In the Superior Court, the case was heard by Goldberg, J.
J. E. Hannigan, for the claimant.
A. F. Smith, for the insurer.
SPALDING, J. The claimant, an itinerant woodcutter, was injured while working on a wood lot owned by the Sharon Box Company. He was required to prove, as one of the elements of his right to compensation, that he was an employee. G. L. (Ter. Ed.) c. 152, Sections 1 (4), 26, as amended. Sluzis's Case, 292 Mass. 351 , 355. The single member made a categorical finding that the claimant was not an employee but an independent contractor, [Note 1] and dismissed the claim for compensation. The reviewing board after adopting the finding and decision of the single member found "that the claimant, an expert woodcutter, was hired by Mr.

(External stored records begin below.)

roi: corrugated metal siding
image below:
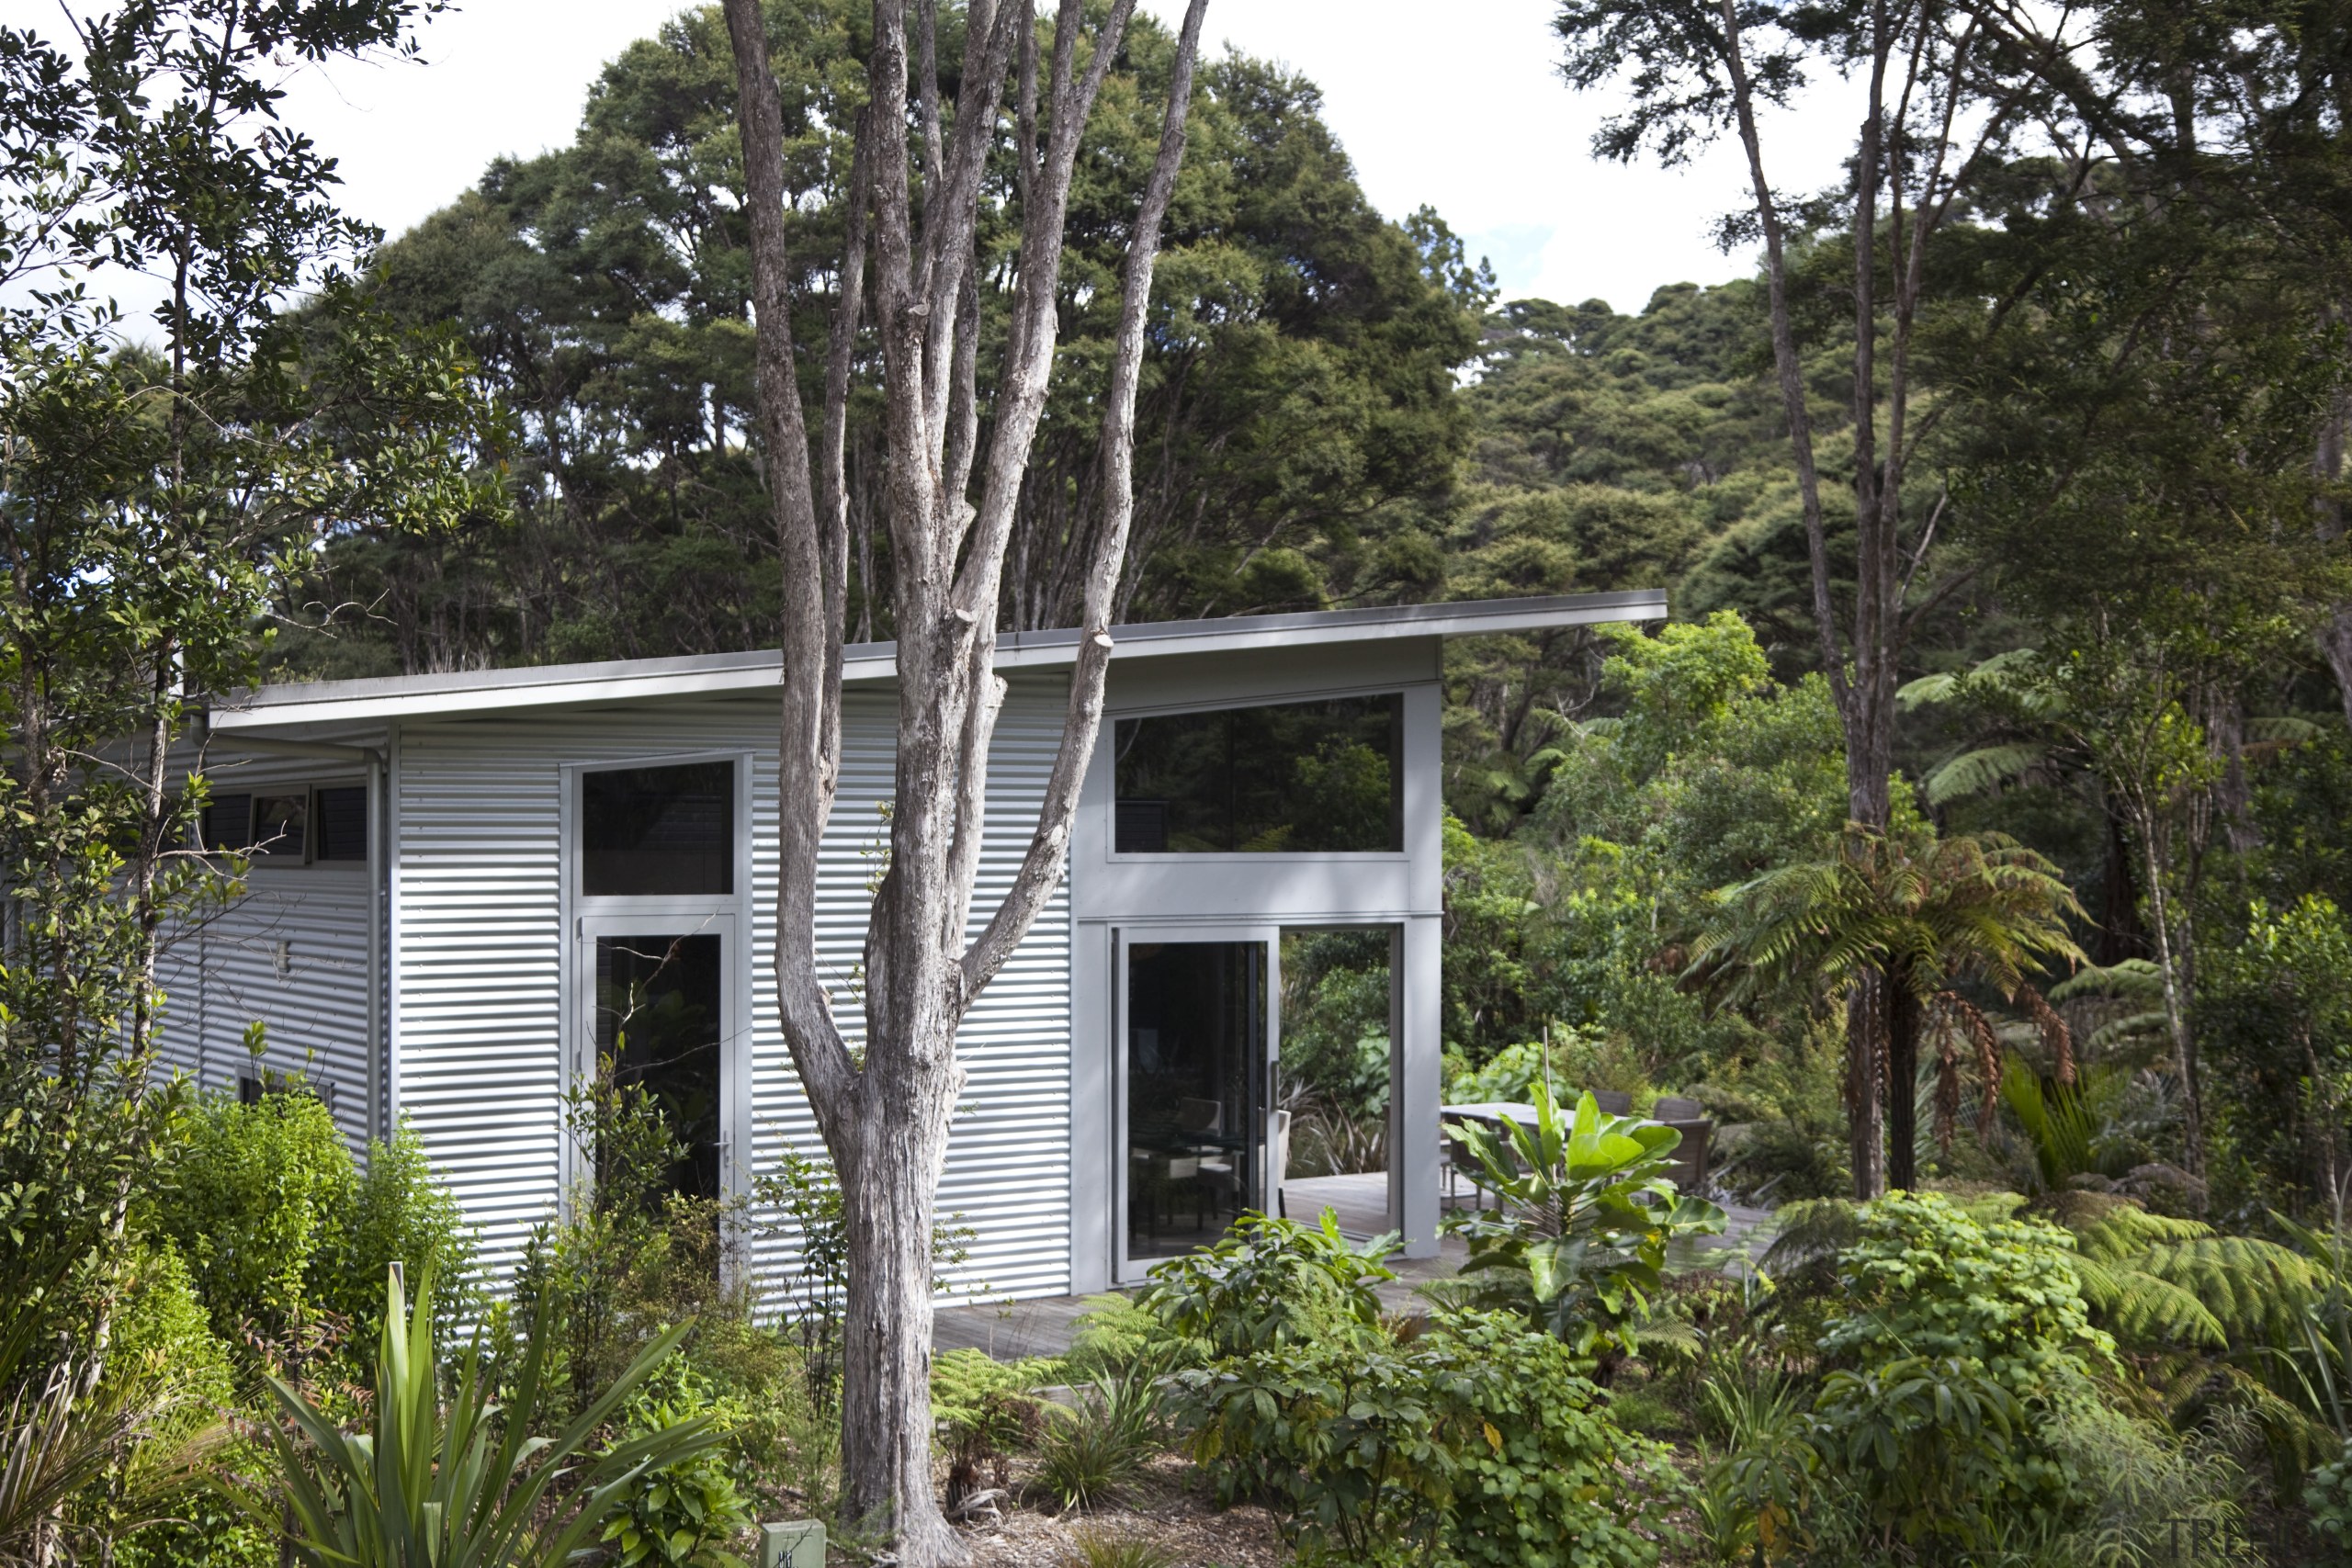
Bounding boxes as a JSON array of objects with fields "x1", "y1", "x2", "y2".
[
  {"x1": 153, "y1": 754, "x2": 375, "y2": 1144},
  {"x1": 395, "y1": 677, "x2": 1075, "y2": 1302}
]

Rhodes, the owner of the Sharon Box Company, to cut wood on a certain parcel of land at a contract price of $8 per cord; that the claimant furnished his own tools and could begin and stop work at any time he so desired, . . . that he was not under the control of anyone while doing this work . . . [and that] therefore . . . the claimant was not an employee under the act, but an independent contractor." The claim for compensation was dismissed, and this decision was affirmed by a decree of the Superior Court from which the claimant appeals. The record as required by the act (Section 8) contains a statement of all the evidence before the single member.

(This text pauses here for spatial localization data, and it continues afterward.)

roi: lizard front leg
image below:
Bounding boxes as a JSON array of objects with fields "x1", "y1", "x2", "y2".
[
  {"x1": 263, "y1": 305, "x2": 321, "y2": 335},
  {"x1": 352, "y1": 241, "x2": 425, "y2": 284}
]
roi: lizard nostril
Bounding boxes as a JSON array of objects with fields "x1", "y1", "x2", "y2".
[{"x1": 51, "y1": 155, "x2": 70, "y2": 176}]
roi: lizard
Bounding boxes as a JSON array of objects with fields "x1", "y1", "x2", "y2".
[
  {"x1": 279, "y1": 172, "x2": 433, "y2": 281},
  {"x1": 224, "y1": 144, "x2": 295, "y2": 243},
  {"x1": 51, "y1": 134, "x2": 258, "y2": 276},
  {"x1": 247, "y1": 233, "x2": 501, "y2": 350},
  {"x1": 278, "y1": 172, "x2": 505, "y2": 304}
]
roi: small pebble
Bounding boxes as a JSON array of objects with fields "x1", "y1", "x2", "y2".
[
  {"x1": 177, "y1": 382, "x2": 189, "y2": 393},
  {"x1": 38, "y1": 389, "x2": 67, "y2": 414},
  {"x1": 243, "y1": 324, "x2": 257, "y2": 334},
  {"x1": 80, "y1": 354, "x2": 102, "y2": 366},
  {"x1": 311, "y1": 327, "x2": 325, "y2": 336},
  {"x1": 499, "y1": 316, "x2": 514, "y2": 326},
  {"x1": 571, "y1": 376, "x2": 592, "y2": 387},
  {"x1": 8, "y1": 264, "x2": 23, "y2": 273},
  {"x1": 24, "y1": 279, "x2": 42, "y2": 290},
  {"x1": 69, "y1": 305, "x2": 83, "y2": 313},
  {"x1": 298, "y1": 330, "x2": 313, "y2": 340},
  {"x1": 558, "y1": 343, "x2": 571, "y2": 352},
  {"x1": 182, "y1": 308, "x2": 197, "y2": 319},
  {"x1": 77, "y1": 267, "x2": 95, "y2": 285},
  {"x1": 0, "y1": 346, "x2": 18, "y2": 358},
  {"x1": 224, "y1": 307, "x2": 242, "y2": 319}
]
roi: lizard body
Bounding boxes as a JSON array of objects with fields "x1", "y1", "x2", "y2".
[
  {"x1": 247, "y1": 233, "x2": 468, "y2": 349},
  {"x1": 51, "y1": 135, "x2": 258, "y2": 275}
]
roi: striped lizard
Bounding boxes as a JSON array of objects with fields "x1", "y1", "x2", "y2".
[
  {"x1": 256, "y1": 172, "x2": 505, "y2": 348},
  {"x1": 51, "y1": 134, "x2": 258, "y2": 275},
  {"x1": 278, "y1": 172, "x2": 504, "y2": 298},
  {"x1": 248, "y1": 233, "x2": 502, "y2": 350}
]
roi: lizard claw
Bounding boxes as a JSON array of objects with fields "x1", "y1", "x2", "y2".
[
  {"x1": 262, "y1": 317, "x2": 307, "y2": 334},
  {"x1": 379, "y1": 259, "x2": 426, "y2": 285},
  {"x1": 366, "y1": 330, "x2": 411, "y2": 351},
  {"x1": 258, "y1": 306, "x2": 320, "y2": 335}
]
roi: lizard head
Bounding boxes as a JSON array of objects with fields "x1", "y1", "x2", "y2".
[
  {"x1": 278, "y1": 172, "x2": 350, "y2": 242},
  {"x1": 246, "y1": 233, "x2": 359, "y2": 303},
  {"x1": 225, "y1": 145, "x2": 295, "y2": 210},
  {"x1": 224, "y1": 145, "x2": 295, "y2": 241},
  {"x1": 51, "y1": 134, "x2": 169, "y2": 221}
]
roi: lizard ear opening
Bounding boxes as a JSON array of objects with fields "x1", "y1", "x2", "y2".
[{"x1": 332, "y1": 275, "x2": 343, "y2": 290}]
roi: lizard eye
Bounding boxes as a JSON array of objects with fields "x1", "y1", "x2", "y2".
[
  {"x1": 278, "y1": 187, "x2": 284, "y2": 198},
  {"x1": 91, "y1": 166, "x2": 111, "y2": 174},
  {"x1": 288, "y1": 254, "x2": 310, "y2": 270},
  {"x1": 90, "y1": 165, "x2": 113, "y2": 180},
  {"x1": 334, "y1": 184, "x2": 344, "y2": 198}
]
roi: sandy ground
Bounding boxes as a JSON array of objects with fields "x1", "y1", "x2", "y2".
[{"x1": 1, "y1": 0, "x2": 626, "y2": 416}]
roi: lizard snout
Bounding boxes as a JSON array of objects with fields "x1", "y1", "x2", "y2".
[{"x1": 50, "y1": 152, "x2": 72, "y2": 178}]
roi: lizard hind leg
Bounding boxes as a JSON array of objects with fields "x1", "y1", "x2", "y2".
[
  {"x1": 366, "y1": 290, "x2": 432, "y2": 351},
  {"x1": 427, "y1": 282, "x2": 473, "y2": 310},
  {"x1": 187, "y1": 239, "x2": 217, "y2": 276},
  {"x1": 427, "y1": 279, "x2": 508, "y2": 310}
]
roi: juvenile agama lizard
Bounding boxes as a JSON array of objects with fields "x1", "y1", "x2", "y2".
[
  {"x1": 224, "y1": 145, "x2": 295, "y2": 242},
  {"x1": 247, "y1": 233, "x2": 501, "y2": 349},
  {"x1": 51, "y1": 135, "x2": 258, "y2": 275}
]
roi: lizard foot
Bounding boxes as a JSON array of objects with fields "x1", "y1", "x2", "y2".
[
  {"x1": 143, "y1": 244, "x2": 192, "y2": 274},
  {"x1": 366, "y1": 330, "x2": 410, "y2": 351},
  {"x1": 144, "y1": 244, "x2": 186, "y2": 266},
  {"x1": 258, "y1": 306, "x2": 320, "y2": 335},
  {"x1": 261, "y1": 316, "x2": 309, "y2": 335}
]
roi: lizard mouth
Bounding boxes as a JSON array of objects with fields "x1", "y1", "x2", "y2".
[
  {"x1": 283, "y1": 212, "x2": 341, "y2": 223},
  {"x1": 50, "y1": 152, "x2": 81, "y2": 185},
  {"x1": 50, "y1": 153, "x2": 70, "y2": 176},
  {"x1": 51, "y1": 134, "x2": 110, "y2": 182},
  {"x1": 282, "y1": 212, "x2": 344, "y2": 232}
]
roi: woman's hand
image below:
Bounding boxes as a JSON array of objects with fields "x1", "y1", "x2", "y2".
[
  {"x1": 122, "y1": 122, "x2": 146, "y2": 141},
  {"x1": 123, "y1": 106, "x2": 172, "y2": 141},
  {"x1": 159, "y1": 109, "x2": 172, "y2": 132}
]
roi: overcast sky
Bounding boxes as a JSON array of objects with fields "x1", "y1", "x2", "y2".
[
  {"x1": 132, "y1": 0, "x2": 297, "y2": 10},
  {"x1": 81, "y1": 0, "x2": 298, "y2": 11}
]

It is argued by the claimant that the finding of the single member was too general to enable this court to determine its correctness and that therefore we must look to the report
of the evidence to determine whether no reasonable inference could be drawn to the contrary. See Judkins's Case, 315 Mass. 226 , 228; Rozek's Case, 294 Mass. 205 , 206, 207. He further argues that this defect was not cured by the findings of the reviewing board. If the only finding were that of the single member, there would be merit in this contention. Such a finding would not satisfy the statutory requirement of "findings of fact." G. L. (Ter. Ed.) c. 152, Section 8. Rozek's Case, 294 Mass. 205 . Demetrius's Case, 304 Mass. 285 , 286-287. Belezarian's Case, 307 Mass. 557 , 560. But the findings and decision of the reviewing board entirely superseded the decision of the single member, which thereafter became of no importance. Di Clavio's Case, 293 Mass. 259 , 261. Filosa's Case, 295 Mass. 592 , 595. The reviewing board had the duty of making such specific and definite findings upon the evidence reported as would enable this court to determine whether the general finding should stand. Mathewson's Case, 227 Mass. 470 , 473. Roney's Case, 316 Mass. 732 , 734-735, and cases cited. In Roney's Case we said, at page 735, "The purpose of subsidiary findings is to preserve to the parties the right of review of questions of law involved in an ultimate finding, by enabling the reviewing court . . ., which can review only questions of law, to determine whether such ultimate finding was based upon correct principles of law." The findings of the reviewing board in the case before us, although brief, in our opinion satisfy this requirement. Di Clavio's Case, 293 Mass. 259 . See Cahill's Case, 295 Mass. 538 , 539. The findings here contain more than those held to be insufficient in Judkins's Case, 315 Mass. 226 , Craddock's Case, 310 Mass. 116 , and Demetrius's Case, 304 Mass. 285 .
The decision of the reviewing board is to stand unless it is unsupported by the evidence, including all rational inferences that the testimony permitted. Sawyer's Case, 315 Mass. 75 , 76. Borstel's Case, 307 Mass. 24 , 25-26. Rich's Case, 301 Mass. 545 , 547. We have examined the evidence and are satisfied that it amply warrants the findings of the reviewing board. No useful purpose would be served in reciting this evidence. The principles applicable in determining
whether one is an employee or an independent contractor are fully discussed in McDermott's Case, 283 Mass. 74 , and need not be repeated. The reviewing board correctly applied them in the case at bar.
[Note 1] This was the only finding made by the single member. -- REPORTER.